Cold Spring Harbor Laboratory School of Biological Sciences
- Type: Private
- Established: 1998
- Dean: Alexander Gann
- Academic staff: 53
- Students: 50
- Location: Cold Spring Harbor, NY, United States
- Campus: Suburban;
- Website: gradschool.cshl.edu

= Cold Spring Harbor Laboratory School of Biological Sciences =

Graduate school at Cold Spring Harbor Laboratory

The Cold Spring Harbor Laboratory School of Biological Sciences, formerly known as the Watson School of Biological Sciences (WSBS) until 2020, is a biological sciences graduate school at Cold Spring Harbor Laboratory. The school was opened in 1999 and resides on the Laboratory campus in Cold Spring Harbor, New York on Long Island.

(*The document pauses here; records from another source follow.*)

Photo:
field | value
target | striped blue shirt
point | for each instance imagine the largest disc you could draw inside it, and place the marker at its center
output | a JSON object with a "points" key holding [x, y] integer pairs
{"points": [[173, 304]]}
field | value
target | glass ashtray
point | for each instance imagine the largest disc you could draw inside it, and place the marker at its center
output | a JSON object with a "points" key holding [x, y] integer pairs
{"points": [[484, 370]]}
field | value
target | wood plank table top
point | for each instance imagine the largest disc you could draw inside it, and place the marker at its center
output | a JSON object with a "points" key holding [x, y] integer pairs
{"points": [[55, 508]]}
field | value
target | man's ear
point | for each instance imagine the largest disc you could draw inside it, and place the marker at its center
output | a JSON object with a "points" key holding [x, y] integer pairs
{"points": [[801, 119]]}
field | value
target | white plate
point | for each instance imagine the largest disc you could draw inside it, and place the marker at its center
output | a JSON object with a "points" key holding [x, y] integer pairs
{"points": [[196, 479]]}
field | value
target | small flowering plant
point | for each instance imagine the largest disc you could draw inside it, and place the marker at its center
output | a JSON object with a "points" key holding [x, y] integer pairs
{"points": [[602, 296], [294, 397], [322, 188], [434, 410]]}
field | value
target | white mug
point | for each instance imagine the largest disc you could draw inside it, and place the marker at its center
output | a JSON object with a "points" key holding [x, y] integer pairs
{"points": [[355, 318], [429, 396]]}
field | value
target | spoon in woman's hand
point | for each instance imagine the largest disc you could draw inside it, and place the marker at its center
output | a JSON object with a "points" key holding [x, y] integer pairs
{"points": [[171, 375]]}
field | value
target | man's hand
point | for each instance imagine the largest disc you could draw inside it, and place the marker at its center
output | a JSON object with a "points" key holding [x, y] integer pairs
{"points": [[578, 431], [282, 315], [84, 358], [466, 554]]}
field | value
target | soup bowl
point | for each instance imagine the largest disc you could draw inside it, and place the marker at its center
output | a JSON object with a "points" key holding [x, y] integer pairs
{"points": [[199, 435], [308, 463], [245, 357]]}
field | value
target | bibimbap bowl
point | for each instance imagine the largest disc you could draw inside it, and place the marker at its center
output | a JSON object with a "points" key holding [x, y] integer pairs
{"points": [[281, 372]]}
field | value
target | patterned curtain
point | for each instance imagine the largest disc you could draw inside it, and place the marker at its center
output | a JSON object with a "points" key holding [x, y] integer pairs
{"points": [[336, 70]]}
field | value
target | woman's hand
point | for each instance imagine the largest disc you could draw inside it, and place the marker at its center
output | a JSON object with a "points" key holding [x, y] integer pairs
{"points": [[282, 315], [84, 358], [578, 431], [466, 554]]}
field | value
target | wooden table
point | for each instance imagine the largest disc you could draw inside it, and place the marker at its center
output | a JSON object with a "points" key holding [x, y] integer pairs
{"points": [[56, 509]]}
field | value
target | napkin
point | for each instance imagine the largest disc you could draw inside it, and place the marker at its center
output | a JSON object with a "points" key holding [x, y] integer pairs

The school offers a graduate degree (PhD) in molecular biology in an accelerated program that strives for completion within four years. The diverse student body includes about 50 percent international students.

==History==
The school was formerly named after James Watson, co-discoverer of the structure of DNA and then president of the laboratory, shortly after its founding. On July 1, 2020, the board of trustees voted to return the name of the school to the "Cold Spring Harbor Laboratory School of Biological Sciences" because of Watson's views on race.

The founding dean of the school is Winship Herr, then professor at the University of Lausanne since 2004.